Et quand même je vous fermerais mon cœur, que pourrais-je vous dérober ? Vos yeux, Seigneur, ne voient-ils pas à nu l’abîme de la conscience humaine ? C’est vous que je cacherais à moi-même, sans me cacher à vous. Et maintenant que mes gémissements témoignent que je me suis en dégoût, voilà qu’aimable et glorieux vous attirez mon cœur et mes désirs, afin que je rougisse de moi, que je me rejette et vous élise ; afin que je ne trouve grâce devant moi-même, comme devant vous, que grâce à vous.
Quel que je sois, vous me connaissez donc toujours, Seigneur ; et j’ai dit cependant quel fruit je recueillais de ma confession. Je vous la fais, non de la bouche et de la voix, mais en paroles de l’âme, en cris de la pensée qu’entend votre oreille. En effet, suis-je mauvais, c’est me confesser à vous que de me déplaire à moi-même ; suis-je meilleur, c’est me confesser à vous que de ne pas m’attribuer les bons élans de mon âme. Et il est ainsi, mon Dieu ! « celui que vous bénissez comme juste, vous l’avez d’abord justifié comme pécheur[214] ».
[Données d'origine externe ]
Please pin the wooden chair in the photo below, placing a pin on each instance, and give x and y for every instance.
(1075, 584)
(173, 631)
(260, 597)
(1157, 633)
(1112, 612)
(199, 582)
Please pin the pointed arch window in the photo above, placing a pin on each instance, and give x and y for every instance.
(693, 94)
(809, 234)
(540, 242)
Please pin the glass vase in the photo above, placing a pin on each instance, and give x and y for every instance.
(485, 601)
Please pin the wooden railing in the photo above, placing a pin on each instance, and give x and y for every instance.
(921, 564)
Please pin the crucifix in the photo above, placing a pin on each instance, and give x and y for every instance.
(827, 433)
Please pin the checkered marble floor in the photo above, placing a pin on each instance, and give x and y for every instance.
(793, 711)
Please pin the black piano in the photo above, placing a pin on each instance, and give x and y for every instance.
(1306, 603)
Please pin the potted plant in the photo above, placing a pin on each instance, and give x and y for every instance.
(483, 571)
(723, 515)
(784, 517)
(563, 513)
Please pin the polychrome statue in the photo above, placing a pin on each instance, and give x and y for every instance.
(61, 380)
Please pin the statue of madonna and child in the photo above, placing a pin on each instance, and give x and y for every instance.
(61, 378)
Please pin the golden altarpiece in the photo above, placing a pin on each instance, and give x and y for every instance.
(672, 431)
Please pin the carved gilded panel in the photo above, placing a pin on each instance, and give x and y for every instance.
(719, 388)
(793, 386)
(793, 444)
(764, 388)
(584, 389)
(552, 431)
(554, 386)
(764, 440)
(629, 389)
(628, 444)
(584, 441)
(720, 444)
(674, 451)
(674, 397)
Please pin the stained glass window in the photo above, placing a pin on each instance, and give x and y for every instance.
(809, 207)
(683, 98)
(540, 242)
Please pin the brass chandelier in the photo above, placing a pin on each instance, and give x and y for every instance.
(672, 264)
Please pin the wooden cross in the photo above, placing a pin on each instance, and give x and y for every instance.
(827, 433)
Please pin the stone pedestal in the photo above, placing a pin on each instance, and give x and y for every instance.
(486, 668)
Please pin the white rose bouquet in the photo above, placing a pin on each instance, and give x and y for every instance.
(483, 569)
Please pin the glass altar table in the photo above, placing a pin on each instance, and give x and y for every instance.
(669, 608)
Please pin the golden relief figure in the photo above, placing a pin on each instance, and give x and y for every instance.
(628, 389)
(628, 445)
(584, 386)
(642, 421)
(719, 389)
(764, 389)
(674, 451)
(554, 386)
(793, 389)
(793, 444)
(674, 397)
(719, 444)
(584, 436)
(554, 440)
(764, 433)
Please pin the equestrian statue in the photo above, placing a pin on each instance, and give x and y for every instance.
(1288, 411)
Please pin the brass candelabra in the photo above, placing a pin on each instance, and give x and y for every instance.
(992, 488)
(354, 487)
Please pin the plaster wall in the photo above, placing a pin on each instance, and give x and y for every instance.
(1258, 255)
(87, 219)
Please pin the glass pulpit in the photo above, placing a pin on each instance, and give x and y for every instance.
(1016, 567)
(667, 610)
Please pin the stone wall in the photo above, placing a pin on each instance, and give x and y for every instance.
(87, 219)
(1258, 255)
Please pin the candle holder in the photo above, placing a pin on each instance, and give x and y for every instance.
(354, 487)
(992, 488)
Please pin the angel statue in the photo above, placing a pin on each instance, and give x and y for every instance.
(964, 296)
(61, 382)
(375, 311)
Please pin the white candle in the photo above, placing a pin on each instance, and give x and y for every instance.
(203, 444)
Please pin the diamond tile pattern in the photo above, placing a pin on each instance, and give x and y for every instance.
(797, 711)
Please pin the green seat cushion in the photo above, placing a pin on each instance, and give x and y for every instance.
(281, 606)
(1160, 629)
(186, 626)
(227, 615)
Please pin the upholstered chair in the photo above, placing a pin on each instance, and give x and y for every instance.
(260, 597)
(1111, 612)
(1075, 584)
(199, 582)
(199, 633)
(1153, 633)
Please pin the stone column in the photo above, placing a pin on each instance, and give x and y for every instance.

[214] Ps. V, 15 ; Rom., IV, 5.
Ma confession en votre présence, Seigneur, est donc explicite et tacite : silence des lèvres, cris d’amour ! Que dis-je de bon aux hommes que vous n’ayez d’abord entendu au fond de moi-même, et que pouvez-vous entendre de tel en moi-même que vous ne m’ayez dit d’abord ?
III
Pourquoi il confesse ce que la grâce a fait de lui.
Pour entendre mes confessions comme s’ils devaient, eux, guérir toutes mes langueurs, qu’y a-t-il donc des hommes à moi ? Race curieuse de la vie d’autrui, et paresseuse à redresser la sienne ! Pourquoi s’informent-ils de ce que je suis, quand ils refusent d’apprendre de vous ce qu’ils sont ? Et d’où savent-ils, lorsque c’est moi qui leur parle de moi, que je dis vrai, puisque pas un homme ne sait ce qui se passe dans l’homme, si ce n’est l’esprit de l’homme qui est en lui ? Mais qu’ils vous écoutent parler d’eux-mêmes, ils ne pourront dire : Le Seigneur a menti. Qu’est-ce en effet que vous écouter, sinon se connaître ? Et qui nierait ce qu’il sait ainsi, ne mentirait-il pas à lui-même ?
Mais comme entre ceux qu’elle unit des liens de sa fraternité, la charité croit tout, je me confesse à vous, Seigneur, de sorte que les autres m’entendent. Je ne puis leur démontrer la vérité de ma confession ; et toutefois ceux dont la charité ouvre les oreilles croient à ma parole. Cependant, ô médecin intérieur, montrez-moi bien l’utilité de ce que je vais faire. Car la confession de mes iniquités passées, que vous avez remises et couvertes pour béatifier en vous cette âme transformée par la foi et par votre sacrement, peut ranimer les cœurs contre l’engourdissement et le : Je ne puis ! du désespoir ; les éveiller à l’amour de votre miséricorde, aux douceurs de votre grâce, cette force des faibles à qui elle a révélé leur faiblesse ! Et pour les justes, c’est une consolation d’entendre les péchés de ceux qui en sont affranchis, non pour ces péchés eux-mêmes, mais parce qu’ils ont été et ne sont plus.